The ArgWeaver prior is on the time of coalescence, not the length of a leg in the tree. This is subtle distinction, but the TMR4A is actually the sum of several legs in the tree. The prior ArgWeaver uses says that we expect (not having looked at data) for that TMR4A time (which is a sum of leg lengths in the tree) to be at about 100 kya. As implemented, it’s a weak prior, and is overwhelmed by the data. Ultimately, the tree lengths computed in the by ArgWeaver are not strongly influenced by the prior.

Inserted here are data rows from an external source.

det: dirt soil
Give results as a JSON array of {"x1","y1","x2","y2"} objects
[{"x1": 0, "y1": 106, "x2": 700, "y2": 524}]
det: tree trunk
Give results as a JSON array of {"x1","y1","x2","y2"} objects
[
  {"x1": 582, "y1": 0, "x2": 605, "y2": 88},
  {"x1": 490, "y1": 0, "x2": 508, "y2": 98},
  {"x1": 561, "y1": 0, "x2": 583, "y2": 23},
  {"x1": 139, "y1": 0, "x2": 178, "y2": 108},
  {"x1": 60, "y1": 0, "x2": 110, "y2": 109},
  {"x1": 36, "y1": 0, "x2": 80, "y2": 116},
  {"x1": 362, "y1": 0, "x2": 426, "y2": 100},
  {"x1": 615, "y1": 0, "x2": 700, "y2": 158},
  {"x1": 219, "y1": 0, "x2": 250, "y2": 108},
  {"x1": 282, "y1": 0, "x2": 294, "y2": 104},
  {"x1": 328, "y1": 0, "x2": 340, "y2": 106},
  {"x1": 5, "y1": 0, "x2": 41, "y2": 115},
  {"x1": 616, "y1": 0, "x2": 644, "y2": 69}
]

Though I have explained this as actions on trees, ArgWeaver is applying this to branch lengths on the ARGs (the ancestral recombination graph). This is important because ARGs end up using more information (larger lengths of sequences) to estimate the length than naively trying to estimate phylogenetic branch lengths independently for each tree. The trees we have been using are an alternative representation of an ARG that is less efficient, but easier to use for many purposes (like estimating TMR4A).

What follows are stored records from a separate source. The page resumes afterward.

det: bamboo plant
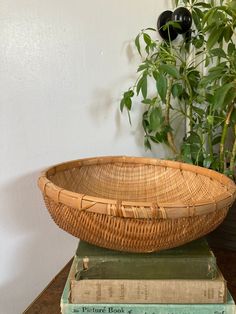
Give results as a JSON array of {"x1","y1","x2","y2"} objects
[{"x1": 120, "y1": 0, "x2": 236, "y2": 178}]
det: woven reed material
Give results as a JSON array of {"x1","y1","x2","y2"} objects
[{"x1": 38, "y1": 157, "x2": 236, "y2": 252}]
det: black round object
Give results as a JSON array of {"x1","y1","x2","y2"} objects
[
  {"x1": 172, "y1": 7, "x2": 192, "y2": 34},
  {"x1": 157, "y1": 10, "x2": 178, "y2": 40}
]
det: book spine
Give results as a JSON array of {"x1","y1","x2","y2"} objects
[
  {"x1": 61, "y1": 304, "x2": 235, "y2": 314},
  {"x1": 76, "y1": 257, "x2": 217, "y2": 280},
  {"x1": 71, "y1": 277, "x2": 226, "y2": 304}
]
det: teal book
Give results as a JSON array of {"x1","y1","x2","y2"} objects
[
  {"x1": 61, "y1": 257, "x2": 236, "y2": 314},
  {"x1": 76, "y1": 238, "x2": 217, "y2": 280}
]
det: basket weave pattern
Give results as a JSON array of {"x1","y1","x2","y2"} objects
[{"x1": 39, "y1": 157, "x2": 235, "y2": 252}]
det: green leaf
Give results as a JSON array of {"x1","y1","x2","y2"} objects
[
  {"x1": 136, "y1": 72, "x2": 147, "y2": 98},
  {"x1": 187, "y1": 131, "x2": 202, "y2": 145},
  {"x1": 194, "y1": 2, "x2": 211, "y2": 9},
  {"x1": 144, "y1": 136, "x2": 152, "y2": 150},
  {"x1": 141, "y1": 75, "x2": 147, "y2": 99},
  {"x1": 224, "y1": 26, "x2": 233, "y2": 43},
  {"x1": 145, "y1": 27, "x2": 157, "y2": 32},
  {"x1": 150, "y1": 107, "x2": 162, "y2": 131},
  {"x1": 155, "y1": 72, "x2": 167, "y2": 103},
  {"x1": 210, "y1": 48, "x2": 226, "y2": 58},
  {"x1": 159, "y1": 64, "x2": 180, "y2": 79},
  {"x1": 171, "y1": 83, "x2": 183, "y2": 98},
  {"x1": 213, "y1": 82, "x2": 234, "y2": 109},
  {"x1": 207, "y1": 115, "x2": 214, "y2": 125},
  {"x1": 137, "y1": 63, "x2": 148, "y2": 72},
  {"x1": 120, "y1": 98, "x2": 125, "y2": 112},
  {"x1": 124, "y1": 97, "x2": 132, "y2": 110},
  {"x1": 143, "y1": 33, "x2": 152, "y2": 46},
  {"x1": 124, "y1": 90, "x2": 134, "y2": 98},
  {"x1": 203, "y1": 155, "x2": 213, "y2": 168},
  {"x1": 212, "y1": 135, "x2": 221, "y2": 146},
  {"x1": 134, "y1": 34, "x2": 142, "y2": 56},
  {"x1": 207, "y1": 28, "x2": 224, "y2": 49},
  {"x1": 227, "y1": 43, "x2": 236, "y2": 56},
  {"x1": 192, "y1": 106, "x2": 205, "y2": 117},
  {"x1": 142, "y1": 98, "x2": 153, "y2": 105},
  {"x1": 192, "y1": 9, "x2": 201, "y2": 30}
]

In the end, to ease interpretation, ArgWeaver reports results in “generations” but its converting using the equations I’ve already given. So we can easily convert back and forth into any of these units. Most importantly, at its core, we are just using the fundamental formula:
D = R * T
Mutational distance is the product of mutational rate and time. That’s all that is here. That is what enables the conversions. The fact that argweaver makes the surprising decision to use Ne to parameterize its weak prior is just a non issue. As I have explained, the prior it uses for TMR4A is lower than TMR4A, so it’s just pulling the estimate down any ways. Getting rid of it will only increase the estimate (only a small amount). MAP estimates, also, are considered vastly superior to MLE estimates, so it just makes no sense to doubt this result for using a better statistical technique.

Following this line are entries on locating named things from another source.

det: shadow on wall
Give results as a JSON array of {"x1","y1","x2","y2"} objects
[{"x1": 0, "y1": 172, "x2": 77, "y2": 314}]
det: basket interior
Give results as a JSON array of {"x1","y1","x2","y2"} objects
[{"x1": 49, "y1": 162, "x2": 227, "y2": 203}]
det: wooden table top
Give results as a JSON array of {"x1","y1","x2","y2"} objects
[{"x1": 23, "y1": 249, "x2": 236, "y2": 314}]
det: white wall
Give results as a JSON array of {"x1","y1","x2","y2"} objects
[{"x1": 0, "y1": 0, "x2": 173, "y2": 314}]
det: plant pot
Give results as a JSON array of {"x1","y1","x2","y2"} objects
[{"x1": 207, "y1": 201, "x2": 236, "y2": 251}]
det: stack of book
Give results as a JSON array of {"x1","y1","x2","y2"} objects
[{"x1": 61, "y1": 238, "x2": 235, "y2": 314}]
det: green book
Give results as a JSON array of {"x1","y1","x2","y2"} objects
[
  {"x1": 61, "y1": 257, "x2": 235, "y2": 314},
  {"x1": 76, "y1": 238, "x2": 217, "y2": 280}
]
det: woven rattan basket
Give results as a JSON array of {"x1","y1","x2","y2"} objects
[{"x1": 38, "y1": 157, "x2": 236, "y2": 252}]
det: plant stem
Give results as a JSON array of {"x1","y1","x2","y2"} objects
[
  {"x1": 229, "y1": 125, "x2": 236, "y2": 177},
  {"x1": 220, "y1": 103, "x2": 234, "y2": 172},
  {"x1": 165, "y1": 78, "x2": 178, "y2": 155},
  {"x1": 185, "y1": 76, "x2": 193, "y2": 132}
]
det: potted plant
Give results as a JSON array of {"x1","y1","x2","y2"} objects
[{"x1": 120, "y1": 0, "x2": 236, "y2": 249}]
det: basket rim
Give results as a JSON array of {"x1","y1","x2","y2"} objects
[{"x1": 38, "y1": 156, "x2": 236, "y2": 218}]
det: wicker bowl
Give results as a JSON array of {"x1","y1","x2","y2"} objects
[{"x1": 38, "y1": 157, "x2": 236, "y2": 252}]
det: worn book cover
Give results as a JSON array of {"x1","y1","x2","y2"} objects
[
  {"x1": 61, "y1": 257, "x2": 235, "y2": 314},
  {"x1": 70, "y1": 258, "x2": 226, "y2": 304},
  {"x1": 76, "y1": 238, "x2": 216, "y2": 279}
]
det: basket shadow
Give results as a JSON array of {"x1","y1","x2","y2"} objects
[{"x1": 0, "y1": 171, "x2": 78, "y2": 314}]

A Prior Is Not an Assumption
It should be clear now why it is just incorrect (despite that footnote in the paper) to call a prior an assumption. It is also incorrect to say that argweaver is “simulating” a large population. All it is doing is using a weak prior on the tree lengths, and that is a good thing for it to do that makes the results more stable.
As an aside, the language of prior and posterior is chosen intentionally. The terms are defined in relation to taking the data into account. In Bayesian analysis, the prior is updated by the data into the posterior. Then, the posterior becomes the new prior. We can then look at new data, to update it again. So priors, by definition, are not assumptions. They are starting beliefs that are updated and improved as we look at more data. It is just an error to call them assumptions.
Okay, I know that is a lot, but I figure that some people will find this useful. This is a good illustrative case of the fundamentals of Bayesian analysis. While the rigorous treatment requires a lot of math, this should give enough for most observers to follow what is going on here.